Néanmoins, certaines thérapies par mAb portent également une charge utile vers leur cible. Dans certains cas, un radio-isotope peut être connecté au mAb pour délivrer une dose de rayonnement directement aux cellules cancéreuses ; d’autres mAbs peuvent délivrer avec une précision moléculaire soit des molécules médicamenteuses soit des molécules promédicament qui peuvent ensuite être converties en leur forme active.

Monoclonaux pour COVID

Tout cela nous amène à la pandémie actuelle et à la façon dont l’immunothérapie monoclonale est exploitée pour aider les patients COVID-19. La Food and Drug Administration des États-Unis a jusqu’à présent autorisé trois immunothérapies mAb pour COVID-19 dans le cadre d’autorisations d’utilisation d’urgence (EUA). Deux d’entre eux sont actuellement recommandés et sont utilisés pour les patients hospitalisés avec un COVID-19 léger à modéré. L’un est un cocktail de deux mAb, appelés casirivimab et imdevimab – vous pouvez dire qu’un médicament est un anticorps monoclonal par le –mab suffixe – ce qui est intéressant car, bien que chaque mAb se lie à la légendaire protéine de pointe du virus SARS-CoV-2, ils se lient chacun à des épitopes différents mais qui se chevauchent de la protéine.

Les deux épitopes se trouvent dans le domaine de liaison au récepteur (RBD) de la protéine de pointe, ce qui signifie qu’une fois que les mAb se lient aux protéines de pointe sur une particule virale en circulation, il n’est plus capable de se lier à son récepteur, le récepteur ACE-2 tapissant le épithélium des voies respiratoires. Le résultat est que le virus n’est plus capable d’entrer dans les cellules et de se répliquer, ce qui, espérons-le, réduit la charge virale et conduit à des récupérations plus rapides.

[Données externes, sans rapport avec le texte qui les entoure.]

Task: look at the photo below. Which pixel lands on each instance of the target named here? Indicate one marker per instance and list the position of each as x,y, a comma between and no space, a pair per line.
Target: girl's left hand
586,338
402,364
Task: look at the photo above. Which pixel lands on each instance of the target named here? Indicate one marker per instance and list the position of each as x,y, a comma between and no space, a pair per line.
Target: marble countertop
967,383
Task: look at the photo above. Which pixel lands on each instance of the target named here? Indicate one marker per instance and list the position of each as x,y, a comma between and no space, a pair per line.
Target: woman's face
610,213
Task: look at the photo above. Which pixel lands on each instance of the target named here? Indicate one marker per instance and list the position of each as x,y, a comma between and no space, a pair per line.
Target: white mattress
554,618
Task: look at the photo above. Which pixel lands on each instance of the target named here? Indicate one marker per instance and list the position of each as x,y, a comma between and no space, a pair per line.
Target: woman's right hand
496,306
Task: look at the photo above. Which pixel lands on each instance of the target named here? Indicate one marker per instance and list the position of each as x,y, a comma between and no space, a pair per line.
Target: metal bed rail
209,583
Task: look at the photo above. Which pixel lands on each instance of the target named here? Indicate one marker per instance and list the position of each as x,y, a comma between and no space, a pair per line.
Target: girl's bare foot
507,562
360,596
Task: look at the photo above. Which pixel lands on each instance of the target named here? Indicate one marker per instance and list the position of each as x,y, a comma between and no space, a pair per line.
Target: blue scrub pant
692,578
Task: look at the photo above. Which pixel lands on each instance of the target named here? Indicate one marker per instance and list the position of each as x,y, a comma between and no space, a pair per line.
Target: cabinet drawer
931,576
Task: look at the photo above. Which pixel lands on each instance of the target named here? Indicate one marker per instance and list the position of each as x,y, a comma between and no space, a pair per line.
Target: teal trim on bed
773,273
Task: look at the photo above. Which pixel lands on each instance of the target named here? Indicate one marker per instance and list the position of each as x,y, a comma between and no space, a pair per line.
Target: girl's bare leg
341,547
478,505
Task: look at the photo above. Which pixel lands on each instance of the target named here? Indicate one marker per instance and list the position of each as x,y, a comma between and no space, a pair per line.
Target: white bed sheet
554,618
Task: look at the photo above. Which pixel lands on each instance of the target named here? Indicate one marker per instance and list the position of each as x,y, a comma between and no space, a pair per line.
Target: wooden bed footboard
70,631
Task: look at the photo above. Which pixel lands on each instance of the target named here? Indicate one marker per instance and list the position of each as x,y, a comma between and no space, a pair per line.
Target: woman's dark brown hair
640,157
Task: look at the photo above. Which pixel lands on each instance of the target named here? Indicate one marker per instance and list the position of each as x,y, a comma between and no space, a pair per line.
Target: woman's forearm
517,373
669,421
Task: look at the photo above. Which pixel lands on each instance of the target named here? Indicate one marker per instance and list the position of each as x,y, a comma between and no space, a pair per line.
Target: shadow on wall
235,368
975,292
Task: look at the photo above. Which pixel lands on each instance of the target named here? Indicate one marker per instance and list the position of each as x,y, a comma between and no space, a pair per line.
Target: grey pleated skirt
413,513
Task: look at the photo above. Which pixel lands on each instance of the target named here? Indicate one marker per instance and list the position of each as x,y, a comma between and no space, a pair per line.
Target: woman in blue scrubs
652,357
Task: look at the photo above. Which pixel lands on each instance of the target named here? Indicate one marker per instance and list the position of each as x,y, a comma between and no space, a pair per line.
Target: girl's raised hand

Pour le casirivimab/imdevimab, qui est commercialisé par Regeneron sous le nom de REGEN-COV, les chiffres semblent assez bons — donner le traitement mAb, qui est soit une perfusion IV soit un ensemble de quatre injections sous-cutanées, dans les dix premiers jours des symptômes réduit le risque qu’un cas léger à modéré de COVID progresse d’environ 70 %. Il a également des indications pour une utilisation prophylactique post-exposition pour les personnes immunodéprimées.

Les anticorps monocolonaux ont changé la donne dans la recherche biologique et dans le traitement d’un large éventail de maladies graves. Le développement de nouvelles techniques pour les rendre plus faciles à fabriquer devrait élargir leur utilisation en tant que missiles guidés de la médecine.

5/5 - (1 vote)
François Zipponi
Je suis François Zipponi, éditorialiste pour le site 10-raisons.fr. J'ai commencé ma carrière de journaliste en 2004, et j'ai travaillé pour plusieurs médias français, dont le Monde et Libération. En 2016, j'ai rejoint 10-raisons.fr, un site innovant proposant des articles sous la forme « 10 raisons de... ». En tant qu'éditorialiste, je me suis engagé à fournir un contenu original et pertinent, abordant des sujets variés tels que la politique, l'économie, les sciences, l'histoire, etc. Je m'efforce de toujours traiter les sujets de façon objective et impartiale. Mes articles sont régulièrement partagés sur les réseaux sociaux et j'interviens dans des conférences et des tables rondes autour des thèmes abordés sur 10-raisons.fr.